Doch der Fürst hat ein Veto über die Gesetzgebung – und blockiert eine Liberalisierung des Abtreibungsverbots.
Heikles Thema
Wie heikel das Thema Schwangerschaftsabbruch in Liechtenstein ist, merkt man daran, dass sich niemand dazu äussern will. Die Regierung schaffte es innert zwei Wochen nicht, einen Gesprächspartner für SRF aufzutreiben. Der Erzbischof verweigert den Medien grundsätzlich ein Interview.
Die Oppositionspolitikerin Helen Konzett wundert das nicht. Sie hat 2011 die Volksabstimmung «Hilfe statt Strafe» lanciert. Ziel war es, die Frauen in Liechtenstein nicht mehr zu kriminalisieren. Helen Konzett erhielt viel Rückenwind, aber auch Anfeindungen.
«Bigottes Liechtenstein »
Immerhin erzielte sie einen Achtungserfolg: Das Referendum fiel mit 52 zu 48 Prozent nur knapp zugunsten der Konservativen aus. Doch Helen Konzett ist sich sicher: Hätte der Erbprinz nicht mit einem Veto gedroht, wären mehr Menschen zur Wahl gegangen.
Viele Abtreibungsgegner hätten die Wahl boykottiert – weil sie wussten, dass ihre Stimme ohnehin nutzlos war.
Helen Konzett empfindet die Situation in Liechtenstein als «bigott». Sie spricht auch von einer «Doppelmoral», schliesslich wisse jeder: Abtreibungen liessen sich nicht verhindern.
Statt die Angebote für junge Familien und Alleinerziehende zu verbessern, überlasse Liechtenstein lieber den Gynäkologen in der Schweiz und in Österreich die Arbeit.

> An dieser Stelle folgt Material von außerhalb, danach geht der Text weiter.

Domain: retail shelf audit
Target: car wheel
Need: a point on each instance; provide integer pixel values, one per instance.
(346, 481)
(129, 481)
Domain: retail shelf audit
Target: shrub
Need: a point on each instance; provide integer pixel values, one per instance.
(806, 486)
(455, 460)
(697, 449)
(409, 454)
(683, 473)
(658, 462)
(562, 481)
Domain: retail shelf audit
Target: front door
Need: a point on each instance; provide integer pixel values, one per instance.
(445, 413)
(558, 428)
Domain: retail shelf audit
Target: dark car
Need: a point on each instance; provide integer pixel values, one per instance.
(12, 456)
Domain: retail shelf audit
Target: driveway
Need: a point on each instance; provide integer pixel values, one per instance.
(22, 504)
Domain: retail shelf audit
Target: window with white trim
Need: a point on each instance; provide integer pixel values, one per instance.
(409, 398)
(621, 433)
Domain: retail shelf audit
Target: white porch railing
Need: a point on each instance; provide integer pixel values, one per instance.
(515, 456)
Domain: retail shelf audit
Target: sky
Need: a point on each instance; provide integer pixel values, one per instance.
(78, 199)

Kritik kommt auch von der UNO
Die Diskussion in Irland und in Argentinien sei in Liechtenstein kaum wahrgenommen worden, berichtet Helen Konzett. Sie rechnet nicht damit, dass das Thema Abtreibung bald nochmals auf die politische Agenda kommt. Schliesslich sei das Fürstliche Haus bisher nicht bereit, aufs Veto zu verzichten.

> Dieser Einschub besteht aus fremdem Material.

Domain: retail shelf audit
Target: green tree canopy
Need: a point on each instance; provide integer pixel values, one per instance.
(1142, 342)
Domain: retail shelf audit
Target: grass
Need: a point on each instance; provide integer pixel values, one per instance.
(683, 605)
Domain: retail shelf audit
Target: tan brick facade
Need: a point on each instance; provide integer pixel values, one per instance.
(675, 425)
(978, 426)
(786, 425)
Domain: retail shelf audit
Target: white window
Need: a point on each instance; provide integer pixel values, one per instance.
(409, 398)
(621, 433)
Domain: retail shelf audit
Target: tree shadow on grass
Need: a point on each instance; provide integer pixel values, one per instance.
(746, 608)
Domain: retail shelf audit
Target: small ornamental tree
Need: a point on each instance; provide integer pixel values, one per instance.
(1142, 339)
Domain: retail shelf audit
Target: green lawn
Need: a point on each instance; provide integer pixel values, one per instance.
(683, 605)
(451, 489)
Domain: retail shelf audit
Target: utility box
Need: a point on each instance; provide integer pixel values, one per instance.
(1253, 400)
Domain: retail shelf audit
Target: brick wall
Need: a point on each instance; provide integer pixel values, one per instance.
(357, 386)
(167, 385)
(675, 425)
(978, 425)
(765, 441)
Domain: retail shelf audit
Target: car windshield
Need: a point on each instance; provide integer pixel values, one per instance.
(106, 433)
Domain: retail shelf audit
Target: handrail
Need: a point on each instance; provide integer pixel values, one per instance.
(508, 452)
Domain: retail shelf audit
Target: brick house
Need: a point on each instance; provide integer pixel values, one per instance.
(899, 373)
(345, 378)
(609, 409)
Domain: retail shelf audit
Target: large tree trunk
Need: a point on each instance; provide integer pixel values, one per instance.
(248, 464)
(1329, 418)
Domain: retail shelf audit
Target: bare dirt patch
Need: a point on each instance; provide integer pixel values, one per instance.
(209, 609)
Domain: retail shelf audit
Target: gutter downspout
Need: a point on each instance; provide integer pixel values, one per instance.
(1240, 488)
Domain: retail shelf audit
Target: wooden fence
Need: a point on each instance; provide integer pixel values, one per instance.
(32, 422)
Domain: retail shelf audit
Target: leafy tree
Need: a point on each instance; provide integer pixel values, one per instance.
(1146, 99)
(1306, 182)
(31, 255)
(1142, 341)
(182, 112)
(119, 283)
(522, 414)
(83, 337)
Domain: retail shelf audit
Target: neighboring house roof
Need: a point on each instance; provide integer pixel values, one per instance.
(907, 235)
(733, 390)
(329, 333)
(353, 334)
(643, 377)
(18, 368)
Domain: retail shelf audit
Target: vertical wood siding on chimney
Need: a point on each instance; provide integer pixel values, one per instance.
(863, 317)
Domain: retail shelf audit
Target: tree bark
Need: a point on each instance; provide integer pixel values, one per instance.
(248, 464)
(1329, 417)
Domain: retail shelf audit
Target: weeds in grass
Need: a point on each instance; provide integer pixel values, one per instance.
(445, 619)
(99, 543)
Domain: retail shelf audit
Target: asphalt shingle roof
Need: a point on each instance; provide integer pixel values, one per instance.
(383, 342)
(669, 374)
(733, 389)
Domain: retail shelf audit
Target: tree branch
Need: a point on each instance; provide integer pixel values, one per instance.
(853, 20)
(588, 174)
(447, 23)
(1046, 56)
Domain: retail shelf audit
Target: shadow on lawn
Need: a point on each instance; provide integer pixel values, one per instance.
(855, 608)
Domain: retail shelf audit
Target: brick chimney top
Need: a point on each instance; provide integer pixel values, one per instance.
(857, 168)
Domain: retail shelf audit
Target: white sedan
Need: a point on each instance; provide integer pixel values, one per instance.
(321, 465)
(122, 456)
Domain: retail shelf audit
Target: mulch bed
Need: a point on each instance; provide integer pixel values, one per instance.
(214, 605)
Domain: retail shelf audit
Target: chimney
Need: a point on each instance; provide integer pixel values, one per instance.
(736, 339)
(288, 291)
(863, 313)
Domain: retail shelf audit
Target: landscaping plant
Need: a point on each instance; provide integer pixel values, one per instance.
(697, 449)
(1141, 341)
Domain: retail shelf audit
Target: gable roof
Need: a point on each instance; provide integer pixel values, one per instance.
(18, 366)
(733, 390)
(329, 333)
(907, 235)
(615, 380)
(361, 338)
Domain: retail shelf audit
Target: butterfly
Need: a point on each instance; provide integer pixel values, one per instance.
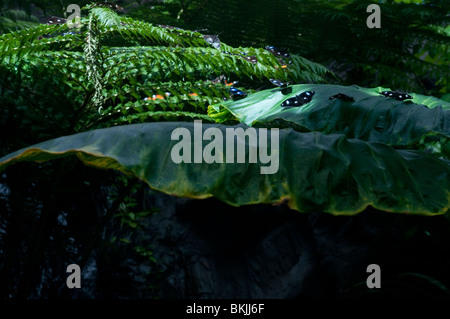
(107, 4)
(213, 40)
(397, 95)
(342, 97)
(278, 52)
(298, 100)
(237, 94)
(56, 20)
(282, 85)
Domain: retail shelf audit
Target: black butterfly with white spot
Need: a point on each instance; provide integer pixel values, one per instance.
(342, 96)
(237, 94)
(284, 86)
(298, 100)
(397, 95)
(56, 20)
(278, 52)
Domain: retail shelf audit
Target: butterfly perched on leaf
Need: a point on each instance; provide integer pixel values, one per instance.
(281, 54)
(237, 94)
(213, 40)
(282, 85)
(106, 4)
(56, 20)
(155, 97)
(298, 100)
(342, 96)
(397, 95)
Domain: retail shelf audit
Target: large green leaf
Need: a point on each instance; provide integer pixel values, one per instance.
(370, 117)
(316, 172)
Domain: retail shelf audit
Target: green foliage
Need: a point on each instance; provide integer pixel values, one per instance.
(317, 172)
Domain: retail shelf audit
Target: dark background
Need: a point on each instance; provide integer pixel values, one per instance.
(132, 242)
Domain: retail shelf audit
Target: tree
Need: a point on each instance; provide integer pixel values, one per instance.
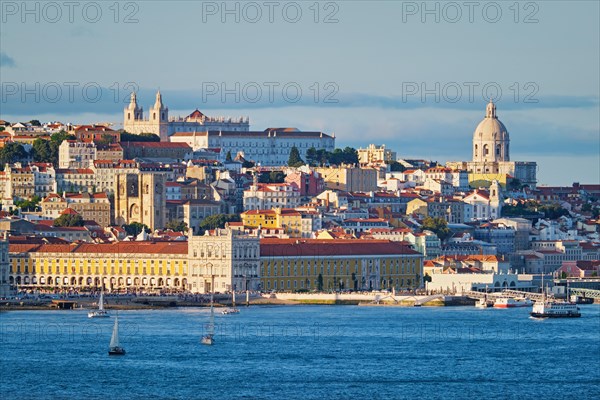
(29, 205)
(135, 228)
(217, 221)
(177, 226)
(69, 220)
(395, 166)
(41, 150)
(312, 156)
(142, 137)
(350, 155)
(271, 177)
(437, 225)
(248, 164)
(295, 160)
(12, 152)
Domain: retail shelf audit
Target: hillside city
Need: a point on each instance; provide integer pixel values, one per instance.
(200, 204)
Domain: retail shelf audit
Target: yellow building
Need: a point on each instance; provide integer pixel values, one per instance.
(312, 264)
(416, 206)
(222, 260)
(117, 266)
(287, 219)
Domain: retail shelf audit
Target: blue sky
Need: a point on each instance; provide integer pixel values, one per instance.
(413, 75)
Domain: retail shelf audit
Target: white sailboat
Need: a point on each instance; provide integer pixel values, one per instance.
(209, 338)
(232, 309)
(100, 312)
(114, 348)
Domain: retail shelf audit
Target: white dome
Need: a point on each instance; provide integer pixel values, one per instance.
(490, 128)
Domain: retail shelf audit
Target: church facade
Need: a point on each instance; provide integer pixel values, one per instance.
(491, 155)
(159, 122)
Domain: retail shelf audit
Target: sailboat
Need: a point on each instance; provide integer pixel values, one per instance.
(114, 349)
(232, 309)
(100, 312)
(209, 338)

Trotzdem kann sich Liechtenstein der politischen Diskussion nicht entziehen. Immer wieder muss sich das Fürstentum von der UNO vorhalten lassen, ein wichtiges Frauenrecht zu verweigern. Am 5. Juli muss der Botschafter von Liechtenstein bei der UNO in Genf antraben und sich der Kritik stellen.

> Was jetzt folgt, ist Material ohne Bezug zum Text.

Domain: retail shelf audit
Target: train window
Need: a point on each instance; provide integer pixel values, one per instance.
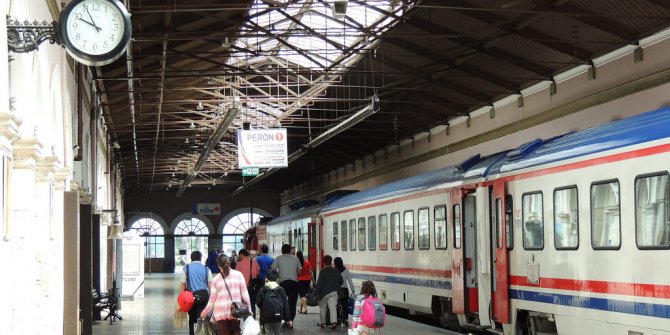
(566, 218)
(352, 234)
(498, 222)
(408, 230)
(533, 221)
(343, 236)
(652, 228)
(440, 226)
(509, 220)
(372, 233)
(424, 228)
(383, 232)
(457, 226)
(395, 231)
(336, 229)
(605, 218)
(361, 233)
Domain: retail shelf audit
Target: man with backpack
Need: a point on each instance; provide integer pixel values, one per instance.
(273, 304)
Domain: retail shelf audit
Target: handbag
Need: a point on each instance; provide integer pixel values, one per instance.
(204, 327)
(238, 309)
(255, 284)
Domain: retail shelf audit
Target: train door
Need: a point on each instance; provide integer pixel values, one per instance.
(311, 241)
(463, 272)
(470, 252)
(502, 230)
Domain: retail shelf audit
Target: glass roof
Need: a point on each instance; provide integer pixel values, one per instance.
(301, 35)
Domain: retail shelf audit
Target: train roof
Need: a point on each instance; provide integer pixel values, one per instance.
(297, 214)
(637, 129)
(633, 130)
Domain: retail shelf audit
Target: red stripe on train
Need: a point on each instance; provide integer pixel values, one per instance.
(596, 286)
(402, 271)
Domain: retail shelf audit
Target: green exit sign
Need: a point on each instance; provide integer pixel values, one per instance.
(248, 172)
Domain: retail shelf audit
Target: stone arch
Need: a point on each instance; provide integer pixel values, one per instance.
(147, 215)
(232, 214)
(183, 216)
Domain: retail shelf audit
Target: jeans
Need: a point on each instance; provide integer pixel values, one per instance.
(291, 288)
(329, 302)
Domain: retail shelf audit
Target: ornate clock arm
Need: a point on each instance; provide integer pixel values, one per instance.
(92, 21)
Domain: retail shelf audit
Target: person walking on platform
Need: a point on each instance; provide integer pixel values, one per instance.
(304, 280)
(264, 262)
(196, 278)
(347, 288)
(273, 304)
(327, 285)
(249, 269)
(211, 262)
(288, 267)
(227, 287)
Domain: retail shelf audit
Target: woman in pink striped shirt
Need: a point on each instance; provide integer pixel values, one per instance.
(220, 297)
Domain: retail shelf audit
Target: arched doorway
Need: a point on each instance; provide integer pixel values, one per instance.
(233, 231)
(154, 243)
(190, 234)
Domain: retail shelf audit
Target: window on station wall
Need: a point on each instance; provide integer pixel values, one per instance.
(234, 229)
(652, 228)
(153, 235)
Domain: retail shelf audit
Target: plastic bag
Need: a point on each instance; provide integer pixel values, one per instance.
(204, 327)
(250, 326)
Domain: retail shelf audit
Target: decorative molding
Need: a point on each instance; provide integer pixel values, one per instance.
(26, 36)
(46, 168)
(26, 153)
(61, 178)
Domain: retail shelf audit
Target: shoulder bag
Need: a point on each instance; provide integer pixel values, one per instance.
(238, 309)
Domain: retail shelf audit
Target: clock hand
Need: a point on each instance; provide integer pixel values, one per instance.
(93, 21)
(89, 23)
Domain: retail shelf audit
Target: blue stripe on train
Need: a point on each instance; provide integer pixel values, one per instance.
(610, 305)
(441, 284)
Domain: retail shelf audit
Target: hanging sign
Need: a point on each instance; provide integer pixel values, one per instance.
(207, 209)
(262, 148)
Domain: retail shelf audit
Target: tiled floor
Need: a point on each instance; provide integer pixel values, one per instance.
(153, 315)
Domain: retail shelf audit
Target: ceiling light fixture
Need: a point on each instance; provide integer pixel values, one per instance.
(339, 8)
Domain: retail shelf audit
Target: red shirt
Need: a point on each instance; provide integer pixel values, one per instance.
(306, 272)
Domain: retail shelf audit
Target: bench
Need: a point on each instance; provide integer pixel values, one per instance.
(107, 302)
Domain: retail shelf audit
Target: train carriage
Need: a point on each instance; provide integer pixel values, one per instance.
(568, 235)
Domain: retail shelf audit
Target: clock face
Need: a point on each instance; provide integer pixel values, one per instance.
(95, 32)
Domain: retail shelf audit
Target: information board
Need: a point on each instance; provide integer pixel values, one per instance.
(262, 148)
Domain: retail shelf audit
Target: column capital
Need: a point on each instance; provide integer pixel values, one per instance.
(26, 153)
(46, 168)
(62, 176)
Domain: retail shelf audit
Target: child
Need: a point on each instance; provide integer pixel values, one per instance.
(367, 289)
(273, 303)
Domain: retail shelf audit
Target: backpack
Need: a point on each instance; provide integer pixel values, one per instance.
(273, 306)
(373, 313)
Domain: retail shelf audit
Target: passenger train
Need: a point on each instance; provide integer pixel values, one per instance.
(568, 235)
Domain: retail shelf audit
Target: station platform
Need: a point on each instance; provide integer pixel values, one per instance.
(153, 315)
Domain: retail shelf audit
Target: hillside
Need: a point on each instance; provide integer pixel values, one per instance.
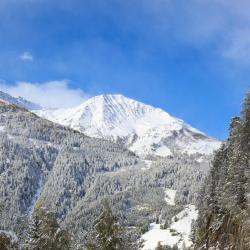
(70, 173)
(142, 128)
(224, 207)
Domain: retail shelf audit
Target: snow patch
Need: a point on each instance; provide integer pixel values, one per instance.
(11, 235)
(170, 196)
(181, 231)
(148, 165)
(144, 129)
(36, 197)
(155, 235)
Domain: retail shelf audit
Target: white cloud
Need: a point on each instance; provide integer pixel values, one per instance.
(26, 56)
(53, 94)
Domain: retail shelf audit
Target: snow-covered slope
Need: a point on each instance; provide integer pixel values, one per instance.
(177, 234)
(19, 101)
(142, 128)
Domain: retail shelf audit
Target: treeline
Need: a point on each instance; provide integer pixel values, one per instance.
(224, 207)
(42, 232)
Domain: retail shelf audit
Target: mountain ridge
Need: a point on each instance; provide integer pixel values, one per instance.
(142, 128)
(19, 101)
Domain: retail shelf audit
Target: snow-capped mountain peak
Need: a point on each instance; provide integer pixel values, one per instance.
(142, 128)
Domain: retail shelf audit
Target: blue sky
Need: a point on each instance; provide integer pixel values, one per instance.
(190, 58)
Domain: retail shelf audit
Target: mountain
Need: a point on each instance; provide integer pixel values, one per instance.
(143, 129)
(69, 173)
(19, 101)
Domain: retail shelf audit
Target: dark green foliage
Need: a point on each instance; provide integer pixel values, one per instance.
(44, 232)
(109, 235)
(224, 207)
(7, 242)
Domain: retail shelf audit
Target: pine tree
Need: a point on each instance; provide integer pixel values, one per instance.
(109, 235)
(44, 232)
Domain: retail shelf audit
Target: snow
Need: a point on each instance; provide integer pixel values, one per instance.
(170, 196)
(155, 235)
(19, 101)
(11, 235)
(148, 165)
(144, 129)
(36, 197)
(182, 227)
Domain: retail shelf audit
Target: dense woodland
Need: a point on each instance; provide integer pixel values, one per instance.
(58, 187)
(224, 203)
(71, 174)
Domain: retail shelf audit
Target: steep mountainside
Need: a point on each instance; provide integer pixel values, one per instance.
(224, 209)
(70, 173)
(142, 128)
(19, 101)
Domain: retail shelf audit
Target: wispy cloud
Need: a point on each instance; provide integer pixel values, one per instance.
(53, 94)
(26, 56)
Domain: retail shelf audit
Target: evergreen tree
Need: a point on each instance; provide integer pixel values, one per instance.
(109, 235)
(44, 232)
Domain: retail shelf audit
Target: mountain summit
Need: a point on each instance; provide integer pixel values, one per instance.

Status Quo bleibt wohl erstmal
Aber der UNO-Menschenrechtsrat kann nur ermahnen, nicht in die Gesetze eingreifen. Das kann nur die Regierung mit dem Segen des Fürsten.
Und da der bei seiner harten Haltung bleibt, ändern sich zwar die Abtreibungsgesetze in Irland und Argentinien, aber nicht hier um die Ecke, im Fürstentum Liechtenstein.